In un momento di crisi lavorativa come quello che stiamo attraversando, la necessità o il desiderio di avviare una propria attività, qualsiasi sia il settore, cresce, ma è anche vero che per farlo necessitiamo di un capitale di cui spesso non disponiamo e quindi ci chiediamo se possiamo ricorrere a prestiti.
Tuttavia se da un lato pensiamo che il prestito sia una soluzione, dall’altro facciamo anche un altro ragionamento, e se non riuscissi a restituirlo?
Ottima considerazione! L’ideale dunque sarebbe quello di ricorrere ad un prestito a fondo perduto…

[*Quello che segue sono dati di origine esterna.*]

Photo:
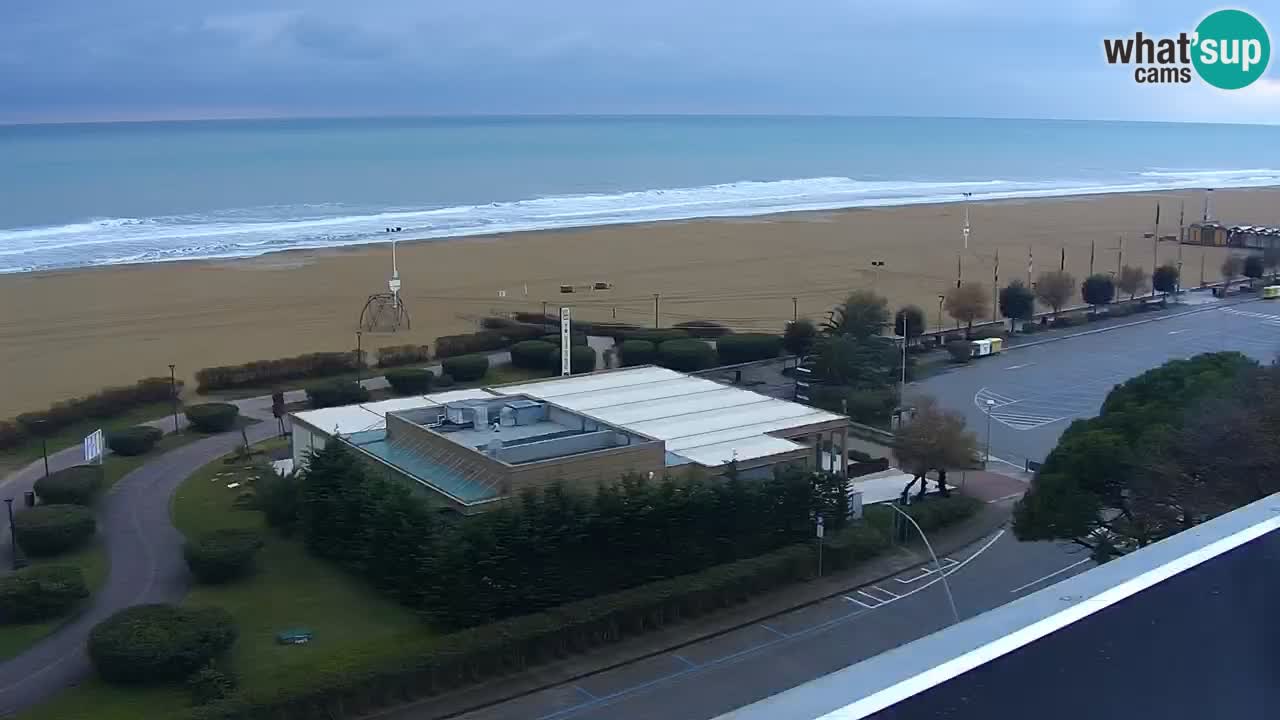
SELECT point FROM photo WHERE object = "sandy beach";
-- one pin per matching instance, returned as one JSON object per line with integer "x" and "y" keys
{"x": 72, "y": 332}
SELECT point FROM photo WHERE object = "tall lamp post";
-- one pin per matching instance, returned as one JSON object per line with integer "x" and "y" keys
{"x": 991, "y": 405}
{"x": 173, "y": 395}
{"x": 942, "y": 575}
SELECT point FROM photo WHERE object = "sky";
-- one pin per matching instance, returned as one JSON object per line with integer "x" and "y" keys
{"x": 81, "y": 60}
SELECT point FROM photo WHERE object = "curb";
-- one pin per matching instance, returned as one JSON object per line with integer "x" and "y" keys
{"x": 987, "y": 529}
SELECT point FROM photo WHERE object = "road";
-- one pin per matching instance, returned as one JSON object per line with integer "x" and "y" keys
{"x": 1037, "y": 391}
{"x": 716, "y": 675}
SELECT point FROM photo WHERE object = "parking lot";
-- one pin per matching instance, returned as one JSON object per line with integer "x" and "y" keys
{"x": 1033, "y": 393}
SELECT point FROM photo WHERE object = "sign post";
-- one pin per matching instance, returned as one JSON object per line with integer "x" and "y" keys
{"x": 566, "y": 342}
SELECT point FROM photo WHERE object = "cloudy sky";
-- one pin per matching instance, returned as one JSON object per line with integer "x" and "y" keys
{"x": 159, "y": 59}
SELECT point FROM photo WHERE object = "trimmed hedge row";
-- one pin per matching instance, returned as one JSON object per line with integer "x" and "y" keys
{"x": 150, "y": 643}
{"x": 394, "y": 355}
{"x": 510, "y": 646}
{"x": 40, "y": 592}
{"x": 69, "y": 486}
{"x": 222, "y": 555}
{"x": 49, "y": 529}
{"x": 269, "y": 372}
{"x": 137, "y": 440}
{"x": 748, "y": 347}
{"x": 334, "y": 393}
{"x": 108, "y": 402}
{"x": 466, "y": 368}
{"x": 686, "y": 355}
{"x": 638, "y": 352}
{"x": 410, "y": 381}
{"x": 213, "y": 417}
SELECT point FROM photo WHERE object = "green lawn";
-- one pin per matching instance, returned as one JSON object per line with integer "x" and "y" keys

Il prestito a fondo perduto, proprio come dice la parola è un prestito che non va restituito a chi lo fornisce.
Questo tipo di prestito in genere viene erogato da enti pubblici o istituti di credito che in questo modo fanno una sorta di investimento al fine di favorire ad esempio lo sviluppo economico o il miglioramento di un’azienda.

Un classico esempio di prestito a fondo perduto è quello che periodicamente viene concesso all’imprenditoria femminile.
Infatti questo tipo di prestito viene generalmente richiesto ed erogato alle categorie di lavoratori “svantaggiati” quali possono essere donne, disoccupati, giovani.

Essendo appunto un finanziamento senza obbligo di restituzione, l’ente che lo eroga può indicare i soli usi possibili e riservarsi la possibilità di effettuare un controllo o una verifica dell’effettivo utilizzo che ne viene fatto.